Line→Circle/Divergence Circuit: Another example of equivariant features being combined to create invariant features is very early line-like complex Gabor detectors being combined to create a small circle unit and diverging lines unit.
Curve→Circle/Evolute Circuit: For a more complex example of rotational equivariance being combined to create invariant units, we can look at curve detectors being combined to create circle and evolute detectors. This circuit is also an example of scale equivariance. The same general pattern which turns small curve detectors into a small circle detector turns large curve detectors into a large circle detector. The same pattern which turns medium curve detectors into a medium evolute detector turns large curves into a large evolute detector.
Human-Animal Circuit: So far, all of the examples we’ve seen of circuits have involved rotation. These human-animal and animal-human detectors are an example of horizontal flip equivariance instead:
Invariant Dog Head Circuit: Conversely, this example (part of the broader oriented dog head circuit) shows left and right oriented dog heads get combined into a pose invariant dog head detector. Notice how the weights flip.
The circuits we’ve looked at so far were either “invariant→equivariant” or “equivariant→invariant.” Either they had invariant input units, or invariant output units.

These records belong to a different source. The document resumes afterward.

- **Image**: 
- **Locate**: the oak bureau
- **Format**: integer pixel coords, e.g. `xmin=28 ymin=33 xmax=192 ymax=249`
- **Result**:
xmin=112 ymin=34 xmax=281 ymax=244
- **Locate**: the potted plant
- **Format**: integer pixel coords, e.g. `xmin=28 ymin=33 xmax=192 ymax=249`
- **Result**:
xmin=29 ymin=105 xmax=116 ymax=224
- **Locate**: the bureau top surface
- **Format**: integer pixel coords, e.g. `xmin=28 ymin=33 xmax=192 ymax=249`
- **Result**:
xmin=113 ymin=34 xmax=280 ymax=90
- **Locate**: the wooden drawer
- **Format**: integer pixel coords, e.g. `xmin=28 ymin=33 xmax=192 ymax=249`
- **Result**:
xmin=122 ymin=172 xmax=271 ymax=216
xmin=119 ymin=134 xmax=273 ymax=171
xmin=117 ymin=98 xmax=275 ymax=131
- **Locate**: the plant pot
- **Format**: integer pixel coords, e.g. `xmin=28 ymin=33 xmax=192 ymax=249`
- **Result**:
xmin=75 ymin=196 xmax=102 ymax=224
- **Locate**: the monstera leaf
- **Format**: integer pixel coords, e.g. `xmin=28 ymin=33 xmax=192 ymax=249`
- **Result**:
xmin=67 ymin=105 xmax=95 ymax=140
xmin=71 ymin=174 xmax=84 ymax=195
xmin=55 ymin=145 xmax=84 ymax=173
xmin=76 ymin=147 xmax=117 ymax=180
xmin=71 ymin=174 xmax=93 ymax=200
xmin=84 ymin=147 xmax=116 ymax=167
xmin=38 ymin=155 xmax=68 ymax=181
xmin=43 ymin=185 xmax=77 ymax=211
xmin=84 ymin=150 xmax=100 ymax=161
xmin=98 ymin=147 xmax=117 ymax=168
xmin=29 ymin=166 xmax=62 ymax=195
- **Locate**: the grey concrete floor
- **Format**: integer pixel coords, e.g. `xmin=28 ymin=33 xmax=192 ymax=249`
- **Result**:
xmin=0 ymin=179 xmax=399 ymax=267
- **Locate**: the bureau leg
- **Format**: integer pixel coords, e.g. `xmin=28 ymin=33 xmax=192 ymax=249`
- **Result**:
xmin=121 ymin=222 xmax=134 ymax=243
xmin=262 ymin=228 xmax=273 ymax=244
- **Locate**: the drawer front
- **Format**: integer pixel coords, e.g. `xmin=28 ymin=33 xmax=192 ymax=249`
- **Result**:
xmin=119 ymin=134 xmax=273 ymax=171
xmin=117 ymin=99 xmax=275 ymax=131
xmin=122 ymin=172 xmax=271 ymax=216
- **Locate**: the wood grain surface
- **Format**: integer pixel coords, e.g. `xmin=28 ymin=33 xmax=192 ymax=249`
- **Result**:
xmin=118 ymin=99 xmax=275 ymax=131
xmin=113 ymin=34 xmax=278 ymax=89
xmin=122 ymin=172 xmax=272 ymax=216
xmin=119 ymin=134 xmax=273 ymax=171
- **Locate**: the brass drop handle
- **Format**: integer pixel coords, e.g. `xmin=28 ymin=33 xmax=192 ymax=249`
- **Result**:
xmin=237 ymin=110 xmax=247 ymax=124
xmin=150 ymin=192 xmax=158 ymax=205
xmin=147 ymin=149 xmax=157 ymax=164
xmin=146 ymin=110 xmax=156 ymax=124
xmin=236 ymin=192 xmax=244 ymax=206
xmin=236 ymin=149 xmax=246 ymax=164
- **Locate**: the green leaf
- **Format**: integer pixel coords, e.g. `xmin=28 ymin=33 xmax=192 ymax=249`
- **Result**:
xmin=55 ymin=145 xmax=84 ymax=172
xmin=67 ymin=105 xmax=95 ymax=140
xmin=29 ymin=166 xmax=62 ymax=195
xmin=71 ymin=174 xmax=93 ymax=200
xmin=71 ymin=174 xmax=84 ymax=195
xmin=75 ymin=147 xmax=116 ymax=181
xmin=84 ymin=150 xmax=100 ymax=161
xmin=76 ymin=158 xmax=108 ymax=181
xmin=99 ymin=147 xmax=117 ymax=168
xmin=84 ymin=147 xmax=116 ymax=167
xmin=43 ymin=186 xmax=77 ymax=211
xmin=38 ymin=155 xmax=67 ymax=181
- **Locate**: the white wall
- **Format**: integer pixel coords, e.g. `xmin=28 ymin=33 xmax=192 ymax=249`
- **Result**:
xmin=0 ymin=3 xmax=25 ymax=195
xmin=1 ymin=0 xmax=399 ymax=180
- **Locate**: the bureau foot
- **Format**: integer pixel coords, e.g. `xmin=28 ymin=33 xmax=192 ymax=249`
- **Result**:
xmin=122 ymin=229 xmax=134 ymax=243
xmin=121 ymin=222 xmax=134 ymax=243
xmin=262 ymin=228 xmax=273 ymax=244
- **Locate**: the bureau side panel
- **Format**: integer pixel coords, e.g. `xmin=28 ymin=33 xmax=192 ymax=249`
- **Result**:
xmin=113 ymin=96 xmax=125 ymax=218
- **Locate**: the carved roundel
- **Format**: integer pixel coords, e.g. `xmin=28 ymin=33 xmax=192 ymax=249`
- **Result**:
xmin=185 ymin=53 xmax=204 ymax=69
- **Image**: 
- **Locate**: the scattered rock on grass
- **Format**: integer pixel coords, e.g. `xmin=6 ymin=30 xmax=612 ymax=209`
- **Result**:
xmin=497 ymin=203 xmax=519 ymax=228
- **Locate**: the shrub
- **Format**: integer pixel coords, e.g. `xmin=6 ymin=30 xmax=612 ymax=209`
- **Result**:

Circuits of this form are quite simple: the weights rotate, or flip, or otherwise transform, but only in response to the transformation of a single feature. When we look at “equivariant→equivariant” circuits, things become a bit more complex. Both the input and output features transform, and we need to consider the relative relationship between the two units.
Hue→Hue Circuit: Let’s start with a circuit connecting two sets of hue-equivariant center-surround detectors. Each unit in the second layer is excited by the unit selecting for a similar hue in the previous layer.